El calcio es un mineral el cual no solo se encuentra formando parte de los huesos y dientes, sino que también interviene en procesos como la contracción y relajación muscular, en el funcionamiento del sistema nervioso, del corazón y de la coagulación sanguínea.
Los alimentos en los que lo podemos encontrar que no sean lácteos o derivados lácteos son:
- Vegetales de hoja verde: espinacas, puerro, kale, acelgas, berro, etc. Mejor consumirlas cocinadas al vapor o frescas.
- Pescados de especies pequeñas en las que se consume la espina como la anchoa, sardina o boquerón
- Semillas de sésamo, chía y girasol
- Leguminosas como la soja, garbanzos, judías y habas
- Higos deshidratados, pasas o dátiles
- Cereales integrales
- Tofu
Hay factores que favorecen la absorción del calcio:
- Practica de actividad física
- Un consumo adecuando de Vitamina D (exposición solar)

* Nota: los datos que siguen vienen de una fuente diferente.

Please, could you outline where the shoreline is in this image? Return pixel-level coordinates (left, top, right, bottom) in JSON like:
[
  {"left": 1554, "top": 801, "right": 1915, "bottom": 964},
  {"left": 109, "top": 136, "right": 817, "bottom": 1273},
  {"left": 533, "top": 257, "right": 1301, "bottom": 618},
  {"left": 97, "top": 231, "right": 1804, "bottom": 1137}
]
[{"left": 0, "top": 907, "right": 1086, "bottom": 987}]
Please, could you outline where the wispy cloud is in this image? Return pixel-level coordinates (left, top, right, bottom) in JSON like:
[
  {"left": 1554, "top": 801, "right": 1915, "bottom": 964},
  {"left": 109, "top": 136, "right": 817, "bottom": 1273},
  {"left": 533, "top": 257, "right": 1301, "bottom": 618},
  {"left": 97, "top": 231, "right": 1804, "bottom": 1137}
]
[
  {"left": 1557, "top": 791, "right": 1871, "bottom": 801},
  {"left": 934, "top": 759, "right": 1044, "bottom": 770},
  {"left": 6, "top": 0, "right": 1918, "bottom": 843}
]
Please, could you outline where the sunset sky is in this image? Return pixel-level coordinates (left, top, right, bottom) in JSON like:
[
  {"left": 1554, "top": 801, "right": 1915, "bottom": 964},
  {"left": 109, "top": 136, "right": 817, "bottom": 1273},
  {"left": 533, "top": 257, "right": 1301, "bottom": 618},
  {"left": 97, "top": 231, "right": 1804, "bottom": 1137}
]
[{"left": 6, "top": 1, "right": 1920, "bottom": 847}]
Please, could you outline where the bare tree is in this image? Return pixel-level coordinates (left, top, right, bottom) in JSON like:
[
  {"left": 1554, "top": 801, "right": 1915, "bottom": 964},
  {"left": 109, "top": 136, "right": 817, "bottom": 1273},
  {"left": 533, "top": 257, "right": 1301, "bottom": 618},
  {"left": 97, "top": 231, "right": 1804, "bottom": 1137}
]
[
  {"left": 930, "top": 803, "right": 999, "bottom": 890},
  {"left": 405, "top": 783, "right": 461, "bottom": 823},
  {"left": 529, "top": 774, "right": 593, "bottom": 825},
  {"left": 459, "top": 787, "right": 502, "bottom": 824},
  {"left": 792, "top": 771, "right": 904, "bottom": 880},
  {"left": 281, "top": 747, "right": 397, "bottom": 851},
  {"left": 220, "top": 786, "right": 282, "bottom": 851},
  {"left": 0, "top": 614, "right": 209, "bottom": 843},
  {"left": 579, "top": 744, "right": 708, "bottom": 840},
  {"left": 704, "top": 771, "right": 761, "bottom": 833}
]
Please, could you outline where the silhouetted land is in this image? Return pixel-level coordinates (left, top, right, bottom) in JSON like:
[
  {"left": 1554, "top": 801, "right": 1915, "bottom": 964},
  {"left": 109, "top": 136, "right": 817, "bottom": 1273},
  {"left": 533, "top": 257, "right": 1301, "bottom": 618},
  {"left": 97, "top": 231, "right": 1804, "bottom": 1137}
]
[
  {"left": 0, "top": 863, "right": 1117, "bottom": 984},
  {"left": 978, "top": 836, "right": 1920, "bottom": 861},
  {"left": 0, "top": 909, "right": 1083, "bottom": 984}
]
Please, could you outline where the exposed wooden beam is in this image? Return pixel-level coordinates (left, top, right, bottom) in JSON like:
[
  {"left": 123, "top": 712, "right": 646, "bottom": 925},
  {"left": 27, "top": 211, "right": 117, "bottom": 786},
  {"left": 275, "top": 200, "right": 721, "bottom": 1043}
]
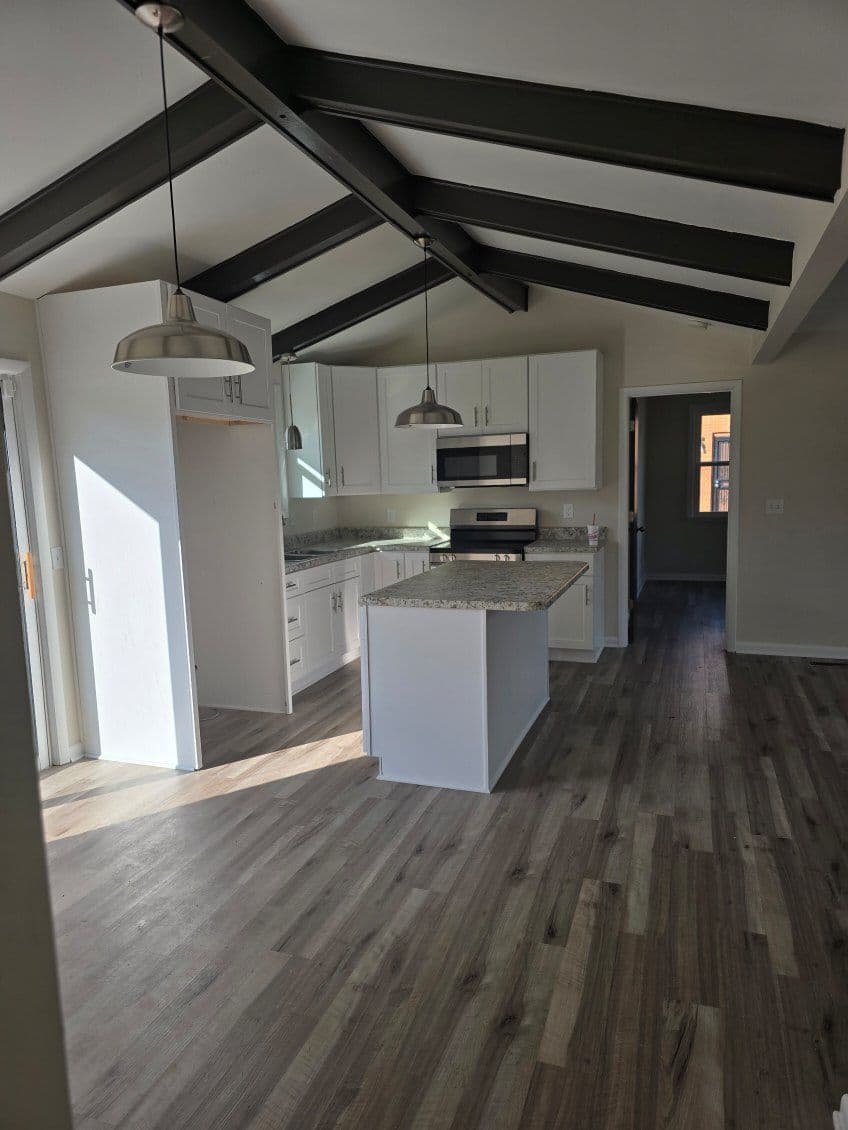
[
  {"left": 412, "top": 178, "right": 794, "bottom": 285},
  {"left": 116, "top": 0, "right": 527, "bottom": 315},
  {"left": 478, "top": 246, "right": 769, "bottom": 329},
  {"left": 0, "top": 83, "right": 258, "bottom": 282},
  {"left": 271, "top": 260, "right": 453, "bottom": 356},
  {"left": 288, "top": 49, "right": 844, "bottom": 201},
  {"left": 186, "top": 194, "right": 382, "bottom": 301}
]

- Mantener una correcta hidratación
También existen factores que NO favorecen su absorción como:
- Consumo de alcohol
- La cafeína
- Alimentos altos en sodio
- Una baja exposición solar
- Antinutrientes presentes en algunas verduras y cereales (fitatos y oxalatos).
No pasa nada si por el motivo que sea no consumimos lácteos o productos lácteos, como podemos ver, hay muchas otras fuentes de alimentos ricos en calcio.